Monday, October 13, 2008

A Brief Thought On Late Stage Play

After responding to a post over at the Poker in Colorado forums, I thought I'd share it here. Take it for what it's worth, it's one donk's opinion related to latish stage play. In particular, when you find yourself with a mid pocket pair in early-to-mid position in an unopened pot.

The original poster offered up a scenario of fiding a medium to large pair (up to QQ) in such a position, and asked whether a player should open shove, or perhaps put in a standard raise (presumably, to be followed by calling any 3-bet preflop). The original poster's logic, which I agree with, is that "AK will almost always call here if you shove and often ace doesn't hit board on flop, so if you just raise, you may be able to bet AK off of hand, unless they are big-stacked."

Anyway, the poster asked which play has is more +EV.

I couldn't really say which has the better long term +EV potential. However, I've run into this situation a few times recently myself, and have come to the conclusion that it's a pretty good spot for a stop and go play. Or, I suppose a modified stop and go, since you'd be open raising, as opposed to the classic stop and go, which would consist of flat calling preflop, and shoving any flop.

You could put in an open raise between 2.5-3.5x the BB (if 3.0x would be 1/2 your chips, I'd go closer to 2.5.), and if a later player flat calls, you can shove any flop. Even if an ace hits the flop, shoving the flop could reasonably push out smaller aces, say, through A8 (such donk shouldn't be flat calling your open raise in the first place, but they often do). If villian has a large ace and is in late position, they're probably 3-betting enough to put you all in preflop anyway, in which case you can conceivable still lay down here if you have enough of a read on villian.

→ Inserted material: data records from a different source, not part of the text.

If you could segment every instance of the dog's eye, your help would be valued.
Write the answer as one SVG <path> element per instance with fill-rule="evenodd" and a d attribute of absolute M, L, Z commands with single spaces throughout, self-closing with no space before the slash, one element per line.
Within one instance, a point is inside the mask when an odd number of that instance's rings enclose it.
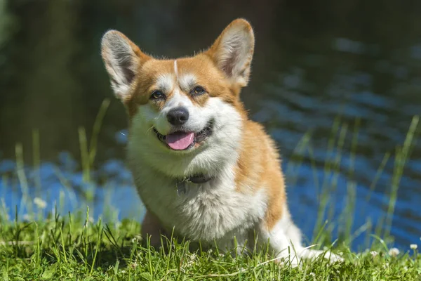
<path fill-rule="evenodd" d="M 151 98 L 152 100 L 159 100 L 161 98 L 164 98 L 165 95 L 161 91 L 154 91 L 152 94 L 151 95 Z"/>
<path fill-rule="evenodd" d="M 206 90 L 203 89 L 203 87 L 200 86 L 196 86 L 192 91 L 190 91 L 190 95 L 192 96 L 199 96 L 206 93 Z"/>

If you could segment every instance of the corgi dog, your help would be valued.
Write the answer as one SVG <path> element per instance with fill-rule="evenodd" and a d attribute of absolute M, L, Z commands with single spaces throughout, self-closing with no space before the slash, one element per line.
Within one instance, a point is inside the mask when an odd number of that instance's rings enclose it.
<path fill-rule="evenodd" d="M 254 44 L 243 19 L 206 51 L 177 59 L 148 55 L 118 31 L 103 36 L 105 66 L 128 115 L 128 165 L 147 209 L 142 235 L 153 246 L 173 232 L 220 249 L 268 245 L 293 266 L 322 254 L 339 259 L 302 245 L 275 143 L 240 100 Z"/>

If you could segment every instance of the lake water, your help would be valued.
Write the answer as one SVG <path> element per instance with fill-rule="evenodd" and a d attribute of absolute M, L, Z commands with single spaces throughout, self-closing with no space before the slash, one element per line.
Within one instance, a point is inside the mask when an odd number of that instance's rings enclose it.
<path fill-rule="evenodd" d="M 11 218 L 15 204 L 20 217 L 28 212 L 22 200 L 41 197 L 44 212 L 62 202 L 59 211 L 65 214 L 86 206 L 88 195 L 97 218 L 111 209 L 119 218 L 140 220 L 144 209 L 124 165 L 126 115 L 102 65 L 101 35 L 116 28 L 147 52 L 176 57 L 205 48 L 243 16 L 253 25 L 257 42 L 242 98 L 280 148 L 297 224 L 312 237 L 322 203 L 330 210 L 324 218 L 339 226 L 332 228 L 334 237 L 350 220 L 356 233 L 368 221 L 374 232 L 387 221 L 396 147 L 421 114 L 421 4 L 117 2 L 14 2 L 3 12 L 8 21 L 0 28 L 14 27 L 0 37 L 0 196 Z M 210 15 L 215 13 L 220 16 Z M 105 98 L 112 101 L 98 140 L 94 189 L 83 180 L 78 128 L 85 126 L 90 139 Z M 33 164 L 34 128 L 39 169 Z M 420 242 L 420 131 L 418 125 L 390 229 L 403 249 Z M 23 145 L 27 186 L 20 183 L 16 143 Z M 366 240 L 366 233 L 356 235 L 355 249 Z"/>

However, I think that's a weakish play, and don't recommend this form of stop and go unless you're prepared to call any reraise behind you. Otherwise, you're best preflop play is simply shoving or folding.

Though in most cases, if you're open raising early with 77-TT, you're probably calling a 3-bet anyway. You're opening these hands knowing you're essentially committed to calling off the rest of your chips to a preflop reraise. But then, if your decision is whether to open-shove, or open-raise followed by a shove on any flop that doesn't include an ace, you're probably keen to call the reraise anyway.

If you try this move, you almost have to shove any flop that isn't AAx (because your preflop caller won't put you an ace in your pocket if you shove here and he's holding an ace, because you'd be slow playing flopped trips). Frankly, it all depends on villian's concept of fold equity and his stack size, to a certain extent. But here's the thing, if you open raise, versus an open shove, and you don't bet the flop, you'll be either check-folding the flop or much more likely, calling from way behind. So you have to take the lead.

This form of modified stop-and-go is probably a much easier play with TT-QQ than with 77-99, in that the latter requires a bit more intestinal fortitude. But remember, we're doing this trying to get someone with a weak A to call, and unless the ace hits the flop, there's a good enough possibility you're still ahead, and even if you're not (example, if ATo calls and flop is something like KT5r, or if A3-A6 calls, and flop is something like AQTr), the shove on any flop should still induce a fold a good enough measure of the time to make this a profitable play.

Still, I'd recommend having a decent table image and decent read at the time you try it. I imagine this is workable whether you're playing live poker or online poker.

Am I wack here, or is this even sound strategy?

I'm interested in others' ideas here, particularly folks like LJ, Hoy, Lucko, and others who tend to run deep in MTTs often enough to have been able to see this situation more than a few times.

EDIT: As LJ pointed out, there's no real mention of stack sizes, and only vague mention of position. Again, this is pretty much just a theoretical possible strategy, but assume average (or slightly below) stack size, and seating anywhere from UTG to MP2. If your stack is shorter than that, and you want to play the mid to QQ pocket pair, you're better off just open-shoving. If you're larger than average stack this deep in the tourney, your plays aren't really limited to the couple talked about here.

3 comments:

lj said...

i lost you about halfway through. what is the stack size, and in what position are you talking about?

Mondogarage said...
This comment has been removed by the author.
Mondogarage said...

I think part of this is that I was responding to someone else, and he did not specify.

I'll edit my post to assume UTG, through, say, MP2, and average stack size.